Heads of innovation at most large firms do genuinely want real change, even if it’s hard-going internally.

Legal ops experts do want to leverage automation, even if not internally, but there is little they can do if the GC who runs the inhouse team is reticent to engage with the issue or is more focused on making sure BAU is maintained and risk controlled above all else.

And most tech companies involved in automation, data analysis and AI, also want rapid change – as that would support what they are selling, as one would expect. Though, that said, in order to sell transformational tech it’s sometimes necessary to tone down the message and make it less threatening.

You can be a Progressive in heart and soul, but be pragmatic enough to realise telling the partners they are totally wrong won’t help pay the mortgage. For me, the real question is: where is your heart at? In the long term change will come if enough of us push for it. 

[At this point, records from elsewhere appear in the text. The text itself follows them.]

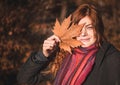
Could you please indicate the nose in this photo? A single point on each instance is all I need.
(83, 31)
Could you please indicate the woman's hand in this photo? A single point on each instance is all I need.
(50, 45)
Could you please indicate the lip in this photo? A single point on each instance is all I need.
(85, 40)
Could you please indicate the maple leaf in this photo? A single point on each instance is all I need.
(67, 31)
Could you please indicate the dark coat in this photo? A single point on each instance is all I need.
(106, 70)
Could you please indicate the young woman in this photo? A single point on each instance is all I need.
(95, 62)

  1. Excellent and thought provoking article Richard. I was surprised as many others I am sure, that you find some young lawyers “hate the idea of automation”- that seems counter intuitive in today’s millennium-centric, digitally driven world. The legal function has been the most resistant historically to technology amongst its peers and that will take time to change. However it finds itself, perhaps unwittingly, in the vanguard of narrow AI adoption, especially in the field of text analytics, given the vast quantities of documents it deals with and their importance,. So it has a chance to lead in a technology area, something I doubt it has ever done given its late adopter profile. To my mind the key is going to be in educating young legal trainees in this technology and adapting curricula to include automation and technology. The recent Duke Law AI showdown that you covered on your site shows how quickly students pick up machine learning and can put it to use.

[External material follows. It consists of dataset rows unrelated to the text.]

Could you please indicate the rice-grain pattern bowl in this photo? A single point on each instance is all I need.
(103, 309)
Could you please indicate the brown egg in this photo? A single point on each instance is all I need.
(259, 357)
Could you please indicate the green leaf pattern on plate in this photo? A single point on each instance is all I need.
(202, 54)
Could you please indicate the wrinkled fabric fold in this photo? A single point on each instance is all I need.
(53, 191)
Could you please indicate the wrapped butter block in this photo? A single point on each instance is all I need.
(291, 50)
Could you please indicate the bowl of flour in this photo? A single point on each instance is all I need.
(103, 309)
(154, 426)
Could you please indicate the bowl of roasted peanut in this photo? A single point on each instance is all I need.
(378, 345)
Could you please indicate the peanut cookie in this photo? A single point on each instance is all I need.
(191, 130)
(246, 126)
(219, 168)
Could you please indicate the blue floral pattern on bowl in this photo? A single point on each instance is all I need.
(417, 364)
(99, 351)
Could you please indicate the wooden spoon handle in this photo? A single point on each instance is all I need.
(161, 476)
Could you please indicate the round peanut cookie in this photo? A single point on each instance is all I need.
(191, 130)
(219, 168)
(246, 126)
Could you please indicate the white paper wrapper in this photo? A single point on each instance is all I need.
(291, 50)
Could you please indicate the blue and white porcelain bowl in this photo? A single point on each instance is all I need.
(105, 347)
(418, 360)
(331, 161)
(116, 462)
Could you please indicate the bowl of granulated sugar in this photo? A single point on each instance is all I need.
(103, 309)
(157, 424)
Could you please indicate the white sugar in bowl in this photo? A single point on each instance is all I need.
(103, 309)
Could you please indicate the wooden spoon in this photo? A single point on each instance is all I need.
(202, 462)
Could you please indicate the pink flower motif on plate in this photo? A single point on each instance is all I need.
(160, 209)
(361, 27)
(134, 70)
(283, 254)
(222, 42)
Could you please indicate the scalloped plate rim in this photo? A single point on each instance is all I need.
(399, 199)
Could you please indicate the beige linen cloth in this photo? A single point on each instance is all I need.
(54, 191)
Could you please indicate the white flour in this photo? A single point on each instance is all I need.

  2. This is a really excellent analysis of the legal and legal technology industry, in my humble opinion. I like to think of myself as one of the Legal Tech Progressives. I feel I fit into that party quite easily. Nevertheless, we cannot leave the LTC’s behind. As with any successful politically motivated operation, we need to compromise for the greater good. We need change. That much is apparent by the number of people who are under-served by legal services. How we proceed to the future is important because we do not want to sacrifice quality for expediency. All that said, we still need to push forward with efficiency and improvement.